Renowned Jesuit library transferred to DCU

Sally Dobie

Image Credit: Mullarkey Pederson Architects

DCU launched the Jesuit Library Partnership earlier this month, and confirmed the transfer of the Milltown Park Library collection to DCU.

The launch of the partnership took place on October 1 on All Hallows Campus, where the Jesuit Province confirmed they were transferring 140,000 volumes into DCU’s care on an “extended loan”.

Due to the closure of the Jesuits’ Milltown Institute eight years ago, the decision was made to transfer the library’s collection to DCU on a ten-year loan in order to preserve and grow the library.

President of DCU Brian MacCraith and the Irish Jesuit Provincial Leonard Moloney SJ attended the event, alongside Jesuits, former Milltown staff and DCU staff and students.

Fr Leonard Moloney SJ spoke at the launch, and said “Books are friends, and we are happy that these friends have found such a warm, hospitable new community, even if it is in the north of Dublin.”

DCU received planning permission to build a new reading room on All Hallows Campus to house the collection, which will have seating for around 100 students

Daire Keogh, Deputy President of DCU and Professor of History, was involved in the partnership negotiations and said the refurbished Woodlock Hall “will be a gem.”

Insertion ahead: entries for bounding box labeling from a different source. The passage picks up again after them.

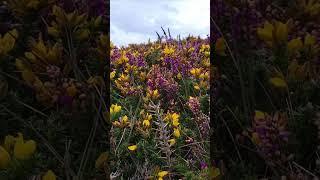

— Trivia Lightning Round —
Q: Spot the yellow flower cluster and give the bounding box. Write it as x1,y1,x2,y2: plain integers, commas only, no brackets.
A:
164,112,180,139
0,133,37,169
110,104,121,116
190,68,210,90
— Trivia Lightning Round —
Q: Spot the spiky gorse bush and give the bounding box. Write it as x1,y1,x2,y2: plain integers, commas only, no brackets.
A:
0,0,109,180
212,0,320,179
108,37,210,179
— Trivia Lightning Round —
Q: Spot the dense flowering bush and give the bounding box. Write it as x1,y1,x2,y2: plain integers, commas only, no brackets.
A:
211,0,320,179
0,0,109,180
107,37,210,179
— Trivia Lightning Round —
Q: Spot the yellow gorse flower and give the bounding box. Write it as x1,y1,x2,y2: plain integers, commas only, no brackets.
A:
146,89,160,100
0,146,11,170
42,170,57,180
173,128,180,138
110,104,121,116
128,145,138,151
116,51,129,65
112,115,130,128
164,113,180,127
190,68,202,78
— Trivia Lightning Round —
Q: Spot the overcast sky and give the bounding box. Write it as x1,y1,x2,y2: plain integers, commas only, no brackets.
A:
110,0,210,46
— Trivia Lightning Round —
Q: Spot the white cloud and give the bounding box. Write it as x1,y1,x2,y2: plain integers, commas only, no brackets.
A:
110,0,210,45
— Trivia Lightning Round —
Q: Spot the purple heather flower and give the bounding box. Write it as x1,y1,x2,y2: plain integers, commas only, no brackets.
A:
200,161,208,170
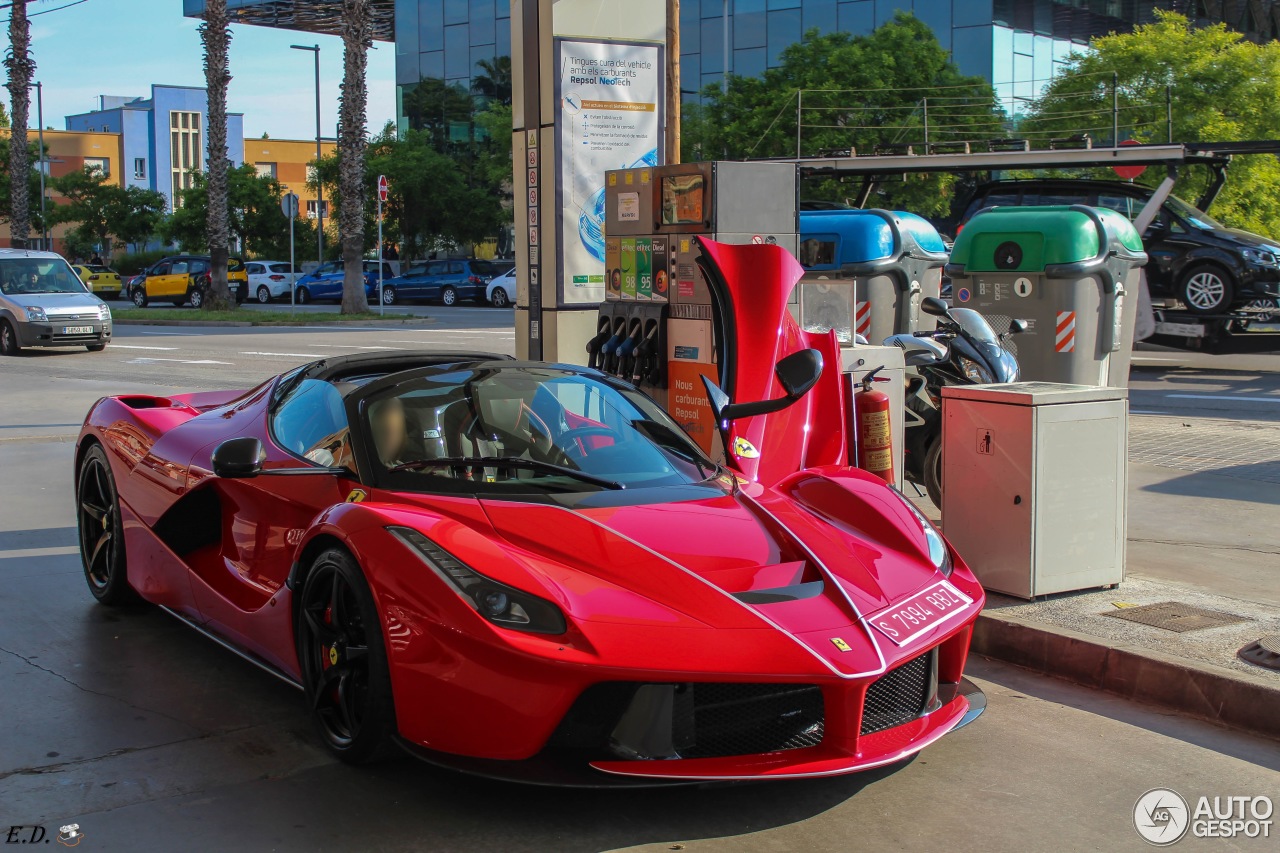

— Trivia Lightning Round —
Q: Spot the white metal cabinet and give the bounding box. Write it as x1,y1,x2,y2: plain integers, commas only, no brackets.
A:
942,382,1129,598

“I think it will be a big contribution to the cultural depth of the north side of the city” he said, “It’s very much part of our plan to bring All Hallows campus to life as fully as possible.”

Professor Keogh said the Jesuits were making a “capital investment” in the university, and the investment “will allow us to refurbish and develop Woodlock Hall.”

Fr Leonard Moloney SJ called DCU “a model of what a modern university should be”, and said he looked forward to the collection being used by students.

“The future of the Irish Church is lay, it is not priests and religious, and this is a little piece in that jigsaw that will be the future of Ireland.”

Professor Keogh said the 140,000 volumes could stretch out for 6km, and was a significant collection in terms of classical and contemporary theological issues.

“For a young university it’s effectively giving us a historic library, so it’s putting us in a very strong position in terms of research”

The collection will be unveiled in the spring, and will be available to all DCU students and anyone with an ALCID card.